Хикари смотрела на него, и он видел, как в её глазах борются доверие и лёгкая тень. Она хотела верить. Ей так хотелось верить в этого тихого, загадочного человека, который полностью понимал её.
Она медленно кивнула, и на её губах появилась неуверенная, натянутая улыбка.
«Понятно… странный жест», — ответила она, стараясь сделать вид, что всё в порядке.
Но трещина появилась. Лёгкая, почти невидимая, но он чувствовал её. Доверие, такое хрупкое и такое ценное, было надломлено его же рукой.
Он пытался вернуть лёгкость, жестами рассказывая какую-то нелепую историю про почтенного Дзи и его кота, который утащил у него воблу. Он изображал разъярённого старика и довольного кота, и Хикари смеялась, но смех её был уже не таким беззаботным. Она смотрела на него чуть пристальнее, чуть внимательнее.
Когда он вернулся в свою каморку, его трясло. Он схватил кувшин с водой и вылил его себе на голову, пытаясь очнуться от ступора. Он стоял там, мокрый и жалкий, и смотрел на своё отражение в луже на полу.
«Идиот! Безмозглый, жалкий идиот! — кричал он сам себе. — Ты чуть не погубил всё! Из-за чего? Из-за минутной слабости!»

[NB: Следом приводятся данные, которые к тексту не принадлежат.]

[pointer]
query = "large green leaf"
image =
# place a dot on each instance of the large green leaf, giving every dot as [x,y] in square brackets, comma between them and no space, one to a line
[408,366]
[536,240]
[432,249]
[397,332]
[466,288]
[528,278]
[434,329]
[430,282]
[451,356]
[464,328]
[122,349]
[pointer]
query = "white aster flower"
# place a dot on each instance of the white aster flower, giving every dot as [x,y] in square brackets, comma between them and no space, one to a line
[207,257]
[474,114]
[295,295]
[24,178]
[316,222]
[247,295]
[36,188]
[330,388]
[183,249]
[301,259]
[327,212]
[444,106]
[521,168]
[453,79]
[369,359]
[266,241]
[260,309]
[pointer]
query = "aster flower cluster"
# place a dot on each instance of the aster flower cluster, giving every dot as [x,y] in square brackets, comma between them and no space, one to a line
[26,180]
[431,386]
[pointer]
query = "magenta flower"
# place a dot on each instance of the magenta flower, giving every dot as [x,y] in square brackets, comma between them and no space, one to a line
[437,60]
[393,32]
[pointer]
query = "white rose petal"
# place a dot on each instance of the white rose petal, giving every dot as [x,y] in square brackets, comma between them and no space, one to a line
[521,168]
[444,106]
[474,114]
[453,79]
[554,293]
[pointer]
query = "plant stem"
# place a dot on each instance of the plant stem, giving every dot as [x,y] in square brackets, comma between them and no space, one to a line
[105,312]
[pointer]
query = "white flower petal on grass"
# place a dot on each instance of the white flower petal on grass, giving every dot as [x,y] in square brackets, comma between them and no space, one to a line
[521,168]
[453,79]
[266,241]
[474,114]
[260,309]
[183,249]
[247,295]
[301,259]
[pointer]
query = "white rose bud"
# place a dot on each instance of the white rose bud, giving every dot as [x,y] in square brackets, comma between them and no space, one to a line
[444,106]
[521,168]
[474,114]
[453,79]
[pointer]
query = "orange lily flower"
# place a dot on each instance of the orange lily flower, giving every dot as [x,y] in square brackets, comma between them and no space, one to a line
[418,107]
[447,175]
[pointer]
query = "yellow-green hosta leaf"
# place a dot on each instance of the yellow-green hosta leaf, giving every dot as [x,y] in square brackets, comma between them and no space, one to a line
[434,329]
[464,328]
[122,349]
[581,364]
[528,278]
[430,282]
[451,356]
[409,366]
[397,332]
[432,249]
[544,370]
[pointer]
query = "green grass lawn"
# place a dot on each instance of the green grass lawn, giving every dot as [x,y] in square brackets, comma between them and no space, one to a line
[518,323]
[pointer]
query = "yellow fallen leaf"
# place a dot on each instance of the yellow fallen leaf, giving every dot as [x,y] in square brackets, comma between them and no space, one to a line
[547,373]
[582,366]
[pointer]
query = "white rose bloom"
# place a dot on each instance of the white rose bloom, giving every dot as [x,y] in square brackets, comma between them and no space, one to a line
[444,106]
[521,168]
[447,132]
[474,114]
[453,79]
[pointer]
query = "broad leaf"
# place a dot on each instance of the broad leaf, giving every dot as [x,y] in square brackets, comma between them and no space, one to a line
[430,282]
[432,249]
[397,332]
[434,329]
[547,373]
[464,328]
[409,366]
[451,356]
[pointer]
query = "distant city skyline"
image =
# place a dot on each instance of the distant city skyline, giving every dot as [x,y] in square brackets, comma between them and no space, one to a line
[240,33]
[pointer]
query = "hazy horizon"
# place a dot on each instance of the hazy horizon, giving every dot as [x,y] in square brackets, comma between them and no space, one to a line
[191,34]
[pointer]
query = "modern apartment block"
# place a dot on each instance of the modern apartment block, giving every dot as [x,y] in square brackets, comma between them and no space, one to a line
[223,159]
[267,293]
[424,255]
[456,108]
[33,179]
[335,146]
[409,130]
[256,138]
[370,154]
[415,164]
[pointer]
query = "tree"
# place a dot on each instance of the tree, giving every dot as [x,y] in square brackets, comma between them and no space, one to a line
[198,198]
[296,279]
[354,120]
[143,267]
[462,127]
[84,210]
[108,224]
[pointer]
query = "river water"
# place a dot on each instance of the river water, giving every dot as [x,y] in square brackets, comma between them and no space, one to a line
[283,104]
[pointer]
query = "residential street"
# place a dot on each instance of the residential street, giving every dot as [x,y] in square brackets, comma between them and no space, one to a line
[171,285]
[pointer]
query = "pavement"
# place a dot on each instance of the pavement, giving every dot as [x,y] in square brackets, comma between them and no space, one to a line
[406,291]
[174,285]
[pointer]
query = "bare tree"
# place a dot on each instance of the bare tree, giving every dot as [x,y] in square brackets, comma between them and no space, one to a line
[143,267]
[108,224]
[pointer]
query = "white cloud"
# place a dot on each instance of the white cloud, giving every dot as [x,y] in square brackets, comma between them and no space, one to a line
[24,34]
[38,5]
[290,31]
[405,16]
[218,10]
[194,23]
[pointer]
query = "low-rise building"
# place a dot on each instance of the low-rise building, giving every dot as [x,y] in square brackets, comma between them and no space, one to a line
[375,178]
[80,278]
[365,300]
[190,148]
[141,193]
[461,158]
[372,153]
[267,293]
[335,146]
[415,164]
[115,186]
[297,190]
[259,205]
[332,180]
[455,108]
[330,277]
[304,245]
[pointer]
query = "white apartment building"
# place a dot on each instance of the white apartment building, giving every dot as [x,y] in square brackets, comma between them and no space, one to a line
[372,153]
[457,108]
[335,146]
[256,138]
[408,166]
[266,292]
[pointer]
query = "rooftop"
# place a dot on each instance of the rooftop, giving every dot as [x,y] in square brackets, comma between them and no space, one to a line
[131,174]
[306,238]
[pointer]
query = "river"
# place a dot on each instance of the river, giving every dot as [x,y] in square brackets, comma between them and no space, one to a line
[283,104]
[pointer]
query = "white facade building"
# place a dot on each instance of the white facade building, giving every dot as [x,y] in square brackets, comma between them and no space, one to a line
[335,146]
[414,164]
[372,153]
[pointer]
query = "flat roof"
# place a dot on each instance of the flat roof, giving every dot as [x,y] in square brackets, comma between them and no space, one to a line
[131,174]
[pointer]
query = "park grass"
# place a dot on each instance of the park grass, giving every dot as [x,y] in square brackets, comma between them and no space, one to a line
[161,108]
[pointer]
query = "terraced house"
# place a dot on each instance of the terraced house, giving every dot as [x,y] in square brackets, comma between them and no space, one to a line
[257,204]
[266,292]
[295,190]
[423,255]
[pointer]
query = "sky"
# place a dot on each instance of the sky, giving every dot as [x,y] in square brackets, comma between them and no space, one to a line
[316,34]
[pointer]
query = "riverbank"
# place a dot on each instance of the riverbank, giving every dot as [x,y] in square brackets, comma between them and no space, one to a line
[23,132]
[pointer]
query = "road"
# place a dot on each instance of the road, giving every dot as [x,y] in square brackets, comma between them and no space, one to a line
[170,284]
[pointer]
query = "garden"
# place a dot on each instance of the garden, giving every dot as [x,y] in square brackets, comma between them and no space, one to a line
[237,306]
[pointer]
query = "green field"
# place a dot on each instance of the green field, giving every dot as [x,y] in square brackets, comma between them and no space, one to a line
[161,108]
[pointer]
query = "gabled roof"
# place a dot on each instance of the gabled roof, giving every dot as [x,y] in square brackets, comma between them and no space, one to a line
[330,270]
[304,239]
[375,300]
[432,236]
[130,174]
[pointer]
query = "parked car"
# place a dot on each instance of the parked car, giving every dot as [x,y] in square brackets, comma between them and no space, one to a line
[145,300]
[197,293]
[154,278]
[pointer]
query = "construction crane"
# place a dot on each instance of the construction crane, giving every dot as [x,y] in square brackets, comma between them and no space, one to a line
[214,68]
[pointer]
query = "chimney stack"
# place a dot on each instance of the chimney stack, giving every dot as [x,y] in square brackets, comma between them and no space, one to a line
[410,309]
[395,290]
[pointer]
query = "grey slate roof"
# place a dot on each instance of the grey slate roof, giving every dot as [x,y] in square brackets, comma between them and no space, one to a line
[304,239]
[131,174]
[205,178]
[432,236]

Он начал отрабатывать жесты. Снова и снова. Он стоял перед воображаемой Хикари и говорил ей жестами о погоде, о еде, о книгах. Он следил за каждым движением своих пальцев, за каждым микровыражением на своём лице. Он должен был быть идеальным. Он должен был быть Дзюном. Безмолвным, простодушным, немножко неуклюжим.
Он ловил себя на том, что даже в одиночестве его тело иногда принимало стойки, слишком собранные и грациозные для писца. Он силой расслаблял плечи, сутулился, нарочно дышал чуть тяжелее.
Это была изматывающая игра в прятки с самим собой. Он выслеживал в себе малейшие проявления Дзюнъэя и безжалостно их подавлял. Он стал своим собственным тюремщиком и заключённым.
Однажды ночью ему приснился сон. Ему снилось, что он стоит перед Мудзюном и отчитывается о проделанной работе. Но вместо слов он говорит с ним на языке жестов Хикари. И Мудзюн смотрит на него с ледяным презрением и жестом, резким и отрывистым, показывает: «Слабак. Предатель».
Он проснулся с криком, зажатым в горле. Его сердце бешено колотилось. Он понял, что больше всего на свете он боится не смерти, а того, что Мудзюн увидит его слабость. Увидит, что его идеальное орудие заржавело и дало трещину.
Утром он встретил Хикари в саду. Она несла поднос с чаем и сладостями. Увидев его, она улыбнулась, но в её глазах всё ещё читалась осторожность.
— Я испекла моти, — сказала она. — Попробуешь?
Он кивнул, делая свою самую глупую и благодарную улыбку. Он взял моти и сделал вид, что не может оторвать от него восторженного взгляда, как будто никогда не видел рисовых лепёшек. Он надул щёки, закатил глаза, изображая блаженство, и заставил себя издать беззвучный смешок.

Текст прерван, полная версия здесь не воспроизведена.